The problem of preserving wild animals is that the world is full of biologists - but there are no other specialists at all, for example, PR people. Moreover, in this area there is absolutely no money, despite the efforts of celebrities. So, at the Darrell Academy they explained to me that, knowing how to draw, I would bring much more good with the help of art. There are several ways. For example, a person sees an animal in a picture, and it causes him emotions. It works to some extent like a zoo, when you start thinking about a particular animal, its fate, its population in general. In addition, the image may be presented some facts that cause compassion, or at least interest.

Even with the help of art, you can engage in fundraising to raise money for animal protection projects. Another option is working with local people. For example, in the Biological Museum. KA Timiryazeva in Moscow, I conducted classes for children and adults, where they drew, sculpted and made applications. In parallel, I told what kind of animals they were and what was happening to them now, why they should be protected. The work in poor countries is also very important, because it is the local people who decide a lot: they will either go hunting or not.

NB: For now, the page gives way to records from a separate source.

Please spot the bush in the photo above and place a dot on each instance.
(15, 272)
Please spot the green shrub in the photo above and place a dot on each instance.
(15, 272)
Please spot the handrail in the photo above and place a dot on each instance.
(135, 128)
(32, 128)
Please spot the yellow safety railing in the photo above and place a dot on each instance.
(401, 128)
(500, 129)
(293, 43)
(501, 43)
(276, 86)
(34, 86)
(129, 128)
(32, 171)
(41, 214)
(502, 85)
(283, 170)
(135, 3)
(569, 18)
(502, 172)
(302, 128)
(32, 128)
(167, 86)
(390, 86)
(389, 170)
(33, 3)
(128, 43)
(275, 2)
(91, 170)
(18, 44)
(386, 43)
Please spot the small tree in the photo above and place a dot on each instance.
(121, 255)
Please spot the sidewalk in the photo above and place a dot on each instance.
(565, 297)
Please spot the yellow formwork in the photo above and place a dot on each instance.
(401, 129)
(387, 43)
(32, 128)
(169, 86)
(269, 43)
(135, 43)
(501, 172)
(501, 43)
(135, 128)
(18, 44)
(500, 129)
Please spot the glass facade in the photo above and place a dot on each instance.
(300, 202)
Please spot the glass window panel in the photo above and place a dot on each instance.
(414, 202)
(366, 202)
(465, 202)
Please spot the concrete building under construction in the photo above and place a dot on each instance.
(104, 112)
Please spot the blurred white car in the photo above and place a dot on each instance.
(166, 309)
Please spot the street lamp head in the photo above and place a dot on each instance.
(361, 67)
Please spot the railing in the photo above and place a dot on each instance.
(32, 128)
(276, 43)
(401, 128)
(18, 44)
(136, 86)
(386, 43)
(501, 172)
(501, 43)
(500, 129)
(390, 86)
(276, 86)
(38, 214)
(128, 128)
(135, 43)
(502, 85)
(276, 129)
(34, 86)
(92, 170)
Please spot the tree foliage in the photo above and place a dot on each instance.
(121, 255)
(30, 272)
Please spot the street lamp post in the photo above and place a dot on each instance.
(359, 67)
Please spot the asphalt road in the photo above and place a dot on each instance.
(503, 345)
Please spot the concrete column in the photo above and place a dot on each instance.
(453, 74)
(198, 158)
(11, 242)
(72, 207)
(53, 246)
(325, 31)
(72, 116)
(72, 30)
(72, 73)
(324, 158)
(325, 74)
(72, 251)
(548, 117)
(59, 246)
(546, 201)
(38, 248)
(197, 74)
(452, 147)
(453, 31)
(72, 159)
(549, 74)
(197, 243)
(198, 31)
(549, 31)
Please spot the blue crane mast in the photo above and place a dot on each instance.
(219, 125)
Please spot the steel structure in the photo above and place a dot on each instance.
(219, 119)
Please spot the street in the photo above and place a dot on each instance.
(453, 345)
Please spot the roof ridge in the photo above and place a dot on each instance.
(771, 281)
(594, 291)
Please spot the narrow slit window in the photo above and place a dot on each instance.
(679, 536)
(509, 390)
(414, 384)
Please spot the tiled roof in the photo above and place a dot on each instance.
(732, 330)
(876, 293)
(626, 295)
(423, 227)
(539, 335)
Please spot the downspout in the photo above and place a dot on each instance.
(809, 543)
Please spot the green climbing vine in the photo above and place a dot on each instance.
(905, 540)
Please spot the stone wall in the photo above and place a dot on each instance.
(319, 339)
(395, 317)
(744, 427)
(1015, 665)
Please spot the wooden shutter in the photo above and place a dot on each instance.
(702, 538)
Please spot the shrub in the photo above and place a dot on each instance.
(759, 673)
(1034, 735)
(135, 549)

Animals are part of the biodiversity of the planet, and when one species dies out, another one dies, followed by plants, and then people. Bats play an enormous role in the biodiversity of some regions, they spread the seeds of plants. No bats - no trees, no trees - there are floods. A couple of years ago a huge campaign to protect bats unfolded in Mauritius: the locals began to actively kill them, not thinking about the consequences. Nobody creates such evil from the principle - it seems to me that most people do it thoughtlessly, just as they take pictures with wild animals and ride elephants. People just don't have enough education. It is a shame that in Russia the school curriculum in geography and biology does not give a sufficient idea of ​​how everything in nature is interconnected and what influence a person has on the environment.

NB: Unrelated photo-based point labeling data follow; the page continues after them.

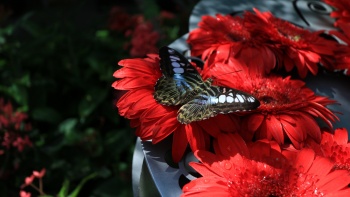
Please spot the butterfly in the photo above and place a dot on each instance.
(182, 85)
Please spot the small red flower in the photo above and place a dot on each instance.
(341, 12)
(39, 174)
(287, 107)
(12, 124)
(144, 40)
(155, 121)
(228, 36)
(28, 180)
(237, 171)
(341, 60)
(335, 147)
(120, 20)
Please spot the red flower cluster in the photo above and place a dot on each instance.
(278, 149)
(28, 181)
(13, 128)
(262, 169)
(143, 36)
(287, 108)
(262, 42)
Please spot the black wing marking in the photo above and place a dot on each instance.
(180, 81)
(216, 100)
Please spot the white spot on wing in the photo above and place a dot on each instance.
(178, 70)
(240, 98)
(251, 99)
(174, 58)
(222, 99)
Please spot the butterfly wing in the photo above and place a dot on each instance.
(216, 100)
(180, 81)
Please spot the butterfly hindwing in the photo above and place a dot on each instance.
(180, 81)
(182, 85)
(216, 100)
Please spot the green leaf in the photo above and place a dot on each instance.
(64, 189)
(46, 114)
(92, 100)
(81, 184)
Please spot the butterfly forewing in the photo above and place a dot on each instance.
(182, 85)
(180, 81)
(216, 100)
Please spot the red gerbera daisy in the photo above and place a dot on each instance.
(228, 36)
(335, 147)
(342, 12)
(342, 59)
(294, 46)
(155, 121)
(235, 173)
(288, 108)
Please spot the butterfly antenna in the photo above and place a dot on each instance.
(215, 77)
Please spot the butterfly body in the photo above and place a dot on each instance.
(182, 85)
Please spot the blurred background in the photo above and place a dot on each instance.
(57, 106)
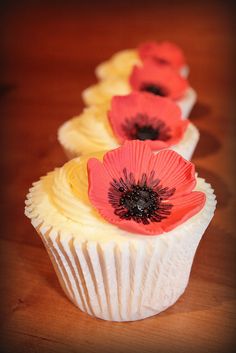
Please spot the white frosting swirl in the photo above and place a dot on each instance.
(60, 201)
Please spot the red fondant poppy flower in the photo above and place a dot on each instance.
(143, 192)
(142, 116)
(158, 80)
(164, 53)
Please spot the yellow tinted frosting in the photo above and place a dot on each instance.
(119, 65)
(59, 201)
(89, 132)
(103, 91)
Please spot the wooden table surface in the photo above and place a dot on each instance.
(49, 55)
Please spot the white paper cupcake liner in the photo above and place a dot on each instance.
(128, 280)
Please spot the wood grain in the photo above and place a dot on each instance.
(49, 55)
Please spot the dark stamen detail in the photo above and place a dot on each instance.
(162, 61)
(142, 201)
(155, 89)
(142, 127)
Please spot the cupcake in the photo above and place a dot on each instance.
(120, 65)
(122, 228)
(136, 116)
(155, 79)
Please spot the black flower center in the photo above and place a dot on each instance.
(146, 132)
(155, 89)
(142, 127)
(144, 201)
(140, 202)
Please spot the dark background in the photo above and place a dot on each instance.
(49, 53)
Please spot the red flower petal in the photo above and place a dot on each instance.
(172, 170)
(159, 76)
(163, 53)
(129, 107)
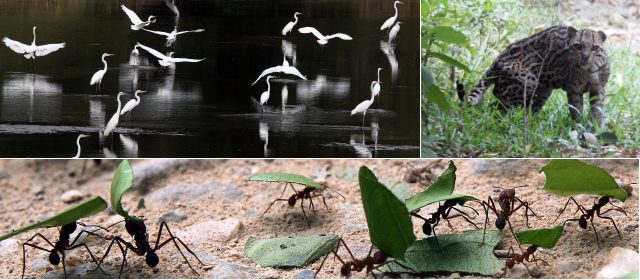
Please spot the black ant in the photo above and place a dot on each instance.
(443, 212)
(306, 193)
(507, 200)
(369, 263)
(588, 214)
(527, 255)
(61, 246)
(142, 248)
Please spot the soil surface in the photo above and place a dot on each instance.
(188, 193)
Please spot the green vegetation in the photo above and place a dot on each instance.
(460, 40)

I currently live in Singapore and work for ACRES, a charitable organization for the protection of wild animals. We have a hotline where you can call if you saw a wounded animal, or, for example, a huge snake crawled into your house or a bat flew. We will take them, heal them and release them back into the wild. We are also fighting smuggling, giving lectures, conducting master classes - in general, like many other animal protection projects, we are trying to make this world a better place and preserve the biodiversity of the planet.

Photo:gnomeandi - stock.adobe.com, Hanoi Photography - stock.adobe.com, Arndale - stock.adobe.com

Watch the video: 10 Incredible RELATIONSHIPS BETWEEN ANIMALS AND HUMAN (December 2024).